O alienígena (Parte V)

 

Clauder Arcanjo*

 

Os companheiros do medo, de René Magritte.

 

Uma semana sem notícias.

No céu de Licânia, apenas o voejar agourento das corujas. De vez em quando, a paz (se é que se pode intitular de paz aquele medo enorme que esvaziara o chão da província) se via marcada por um choro miúdo.

“De quem seria?”, vocês, tementes leitores, me perguntam.

Sinceramente, não saberei dizer, nem tenho coragem para investigar. Os últimos acontecimentos exauriram o pequeno bornal da minha coragem.

“Confiamos em você, escritor Clauder. É hora de convocar sua inspiração e colocar em cena um dos seus heróis!”

Nem adianta me darem corda, seus safados. A última vez que engoli corda… quase que passei desta para uma melhor.

De repente, o choro se torna mais audível.

“Deve vir daquela casa da esquina. Vá até lá! Pode ser alguém precisando de sua ajuda, Arcanjo!”
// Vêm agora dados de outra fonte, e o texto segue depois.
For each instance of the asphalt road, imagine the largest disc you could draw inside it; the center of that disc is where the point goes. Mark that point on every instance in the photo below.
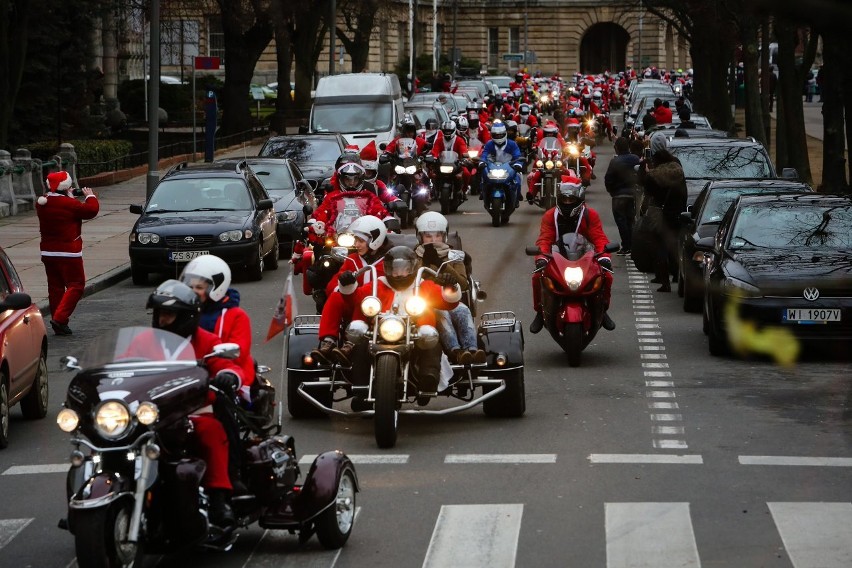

Ô raça de leitores persistentes que fui arranjar, minha Mãe do Céu. Vou, então, escalar o Gazumba para ir até lá:

— Gazumba, é chegada a hora de você se transformar no maior herói desta narrativa. Siga até o local de onde vem esse chorinho e…

Antes que eu concluísse, o personagem caiu em pranto:

— Mamãe, mamãe!… Buááá… Buááá… Nunca tive (nem nunca terei) coragem alguma. Isso deve ser truque do tal alien…

— Auuuuuuu… Auuuuuuu… uuu…

Corremos todos rua afora (eu, o Gazumba e até vocês, leitores enxeridos).

 

& & &

 

Recuperados da primeira crise de pânico do dia, voltei a insistir com outro dos meus personagens. Desta vez, recorri ao Cabo Jacinto Gamão:

— Cabo, como leal servidor da lei, você já deve ter enfrentado cangaceiros, meliantes, assassinos… e tudo o mais. É o momento de você colocar mais uma medalha nesse peito corajoso, homem! Vá lá e desvende o mistério desse maldito choro!

Cabo Jacinto Gamão até que tentou reunir forças para tal empreitada. No entanto, dois passos dados… dois passos recuados:

— A questão é o sobrenatural. Gosto de enfrentar coisa de carne e osso. Mas quando se trata de alma ou de alieníge…

— Auuuuuuu… Auuuuuuu… uuu…

Em carreira desembestada, metemo-nos na mata fechada. Nem as urtigas brabas fizeram diminuir a nossa velocidade. Cabo Jacinto apresentou fôlego de maratonista.

 

& & &

 

Extenuados, paramos num descampado, uma espécie de capoeira. No céu, algumas nuvens ralas e a companhia dos urubus.

Horas depois, tomei novo rumo. “É mais do que chegado o momento”, pensei, “de convocar o protagonista desta história: o Robertão Social. Ele fora concebido com a marca de célebre (e célere) investigador.”

— Robertão, mostre a que veio! Levante essas calças, saia de cima desse toco, e vá mais do que depressa a Licânia. Na casa da esquina, junto à Matriz de Sant’Anna, ouvimos um choro baixinho. Alguém sofre lá, e um detetive do seu naipe…

— Auuuuuuu… Auuuuuuu… uuu…

Robertão Social, que sofria há dias de uma diarreia de fundo psicológico, saltou de onde estava (oh, salto bonito!). E, ao tocar os pés no chão, livrou-se das calças e da cueca, disparando a toda velocidade no rumo das ventas.

Em solidariedade, corremos juntos: eu, você (que está rindo da minha narrativa) e quem mais estiver nos lendo agora.

 

& & &

 

“E como você vai resolver isso, Clauder Arcanjo?”

Eu não sei! Meu reino por um herói!

Na semana que entra, a gente…

— Auuuuuuu… Auuuuuuu… uuu…

Anjos e arcanjos, salvem-me!

 

*Clauder Arcanjo é escritor e editor, membro da Academia Norte-rio-grandense de Letras.